The inspection of the bloody urine proceeded like a ritual, with our keepers—both of them had come in together—peering into the bucket like augurs studying some poor chicken’s entrails.
“Your father doesn’t look well,” said the one who usually stayed outside.
“What, have you just figured that out?” Eco sounded outraged, frightened, frustrated. There was a quaver in his voice. Some of this was acting, but I could tell that the quaver came not from desperation, but from its opposite, a sudden exhilaration so acute it made him tremble like the plucked string of an instrument. Had the moment come at last? Yes! I sensed it, too. A frightful, wonderful rage welled up inside us both, a joyous fury that had been suppressed for long days in the dark but finally, finally, at that very instant, was ready to be released.
“Your father had better come with us,” said the one who usually stayed outside. He bent to unlock the chain that held the trapdoor shut. The two of them pulled up on the heavy iron door and let it drop back onto the grill with a clang.
The door of the cage was open.
“I don’t think he can stand.” Eco’s voice broke like a boy’s as he fussed over me, acting helpless.
“How in Hades are we going to get him out?” complained our usual keeper.
“Get your father onto his feet somehow,” said the other. “That’s it. Get him to raise his arms. If he can’t raise them himself, raise them for him! By Hercules, is the fellow still alive or not? There, now we’ll each grab a forearm. Be careful leaning over, you fool!”
The greatest mistake a general can make, as Caesar and Pompey would agree, is to underestimate the strength of your enemy. I had convinced them that I was weak, in pain and very ill. They took hold of my forearms to haul me up, expecting a frail body that offered no resistance. The instant before they heaved together, I pulled downward with all my strength. Eco joined in, jumping up to grab their arms above the elbows.
All could have been lost in that instant. They could have kept their balance and pulled themselves free, leaving me to fall onto my backside, looking like an utter fool. The door would have hurriedly clanged shut, our keepers would have cursed us and then laughed at us, and we would have been left alone in the pit once more, to follow the same maddening thoughts in the same dogged circles, to sleep amid rats, to despair for our loved ones, to lie in anguish and wonder how much longer we could bear it.
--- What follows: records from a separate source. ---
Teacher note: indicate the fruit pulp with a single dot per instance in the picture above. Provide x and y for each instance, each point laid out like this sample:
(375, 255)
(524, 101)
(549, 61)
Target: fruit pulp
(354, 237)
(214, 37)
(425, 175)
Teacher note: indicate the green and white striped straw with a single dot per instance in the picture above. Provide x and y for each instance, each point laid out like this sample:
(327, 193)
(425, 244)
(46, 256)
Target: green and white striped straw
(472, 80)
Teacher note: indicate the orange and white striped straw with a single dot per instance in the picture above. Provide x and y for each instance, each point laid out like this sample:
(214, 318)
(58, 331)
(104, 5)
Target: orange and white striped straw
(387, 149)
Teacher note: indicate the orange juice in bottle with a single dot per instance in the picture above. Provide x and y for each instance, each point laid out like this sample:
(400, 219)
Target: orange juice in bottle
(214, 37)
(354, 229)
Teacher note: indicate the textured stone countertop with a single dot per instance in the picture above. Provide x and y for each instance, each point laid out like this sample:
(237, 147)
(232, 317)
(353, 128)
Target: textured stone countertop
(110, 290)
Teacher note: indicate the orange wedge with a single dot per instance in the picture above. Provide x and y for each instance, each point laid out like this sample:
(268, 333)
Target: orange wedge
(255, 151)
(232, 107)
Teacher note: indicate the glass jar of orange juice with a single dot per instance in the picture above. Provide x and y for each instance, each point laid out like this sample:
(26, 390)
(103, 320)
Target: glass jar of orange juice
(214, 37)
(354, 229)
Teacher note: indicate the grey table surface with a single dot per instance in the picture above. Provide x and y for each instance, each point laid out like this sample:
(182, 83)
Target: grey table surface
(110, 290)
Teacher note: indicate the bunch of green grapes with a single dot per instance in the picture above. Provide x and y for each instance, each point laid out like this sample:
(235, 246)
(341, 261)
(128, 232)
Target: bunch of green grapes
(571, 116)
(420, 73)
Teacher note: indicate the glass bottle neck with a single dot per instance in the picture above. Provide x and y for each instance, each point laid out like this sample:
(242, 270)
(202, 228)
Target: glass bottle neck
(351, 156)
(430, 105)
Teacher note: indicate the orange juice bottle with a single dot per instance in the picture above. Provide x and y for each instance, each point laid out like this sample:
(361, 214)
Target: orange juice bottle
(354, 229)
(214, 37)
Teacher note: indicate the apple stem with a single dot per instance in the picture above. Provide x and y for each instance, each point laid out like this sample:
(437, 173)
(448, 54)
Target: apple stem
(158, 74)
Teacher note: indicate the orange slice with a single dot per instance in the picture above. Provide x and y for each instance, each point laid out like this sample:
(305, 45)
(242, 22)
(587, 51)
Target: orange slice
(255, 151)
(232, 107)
But that was not what happened.
First, their heads collided with a loud knock. The sound had a lower pitch than two stones struck together, but higher than two hollow gourds. It was one of the sweetest sounds I ever heard.
What followed happened very quickly.
One of them, the one who usually stayed outside, tumbled headfirst into the pit. I fell upon him at once. Eco’s marking stick was still in my hand. In the past few days we had managed to sharpen it to a fine point by whetting it against some of the stones in the pit. I stabbed him at least once before I realized there was no need. The fall had broken his neck.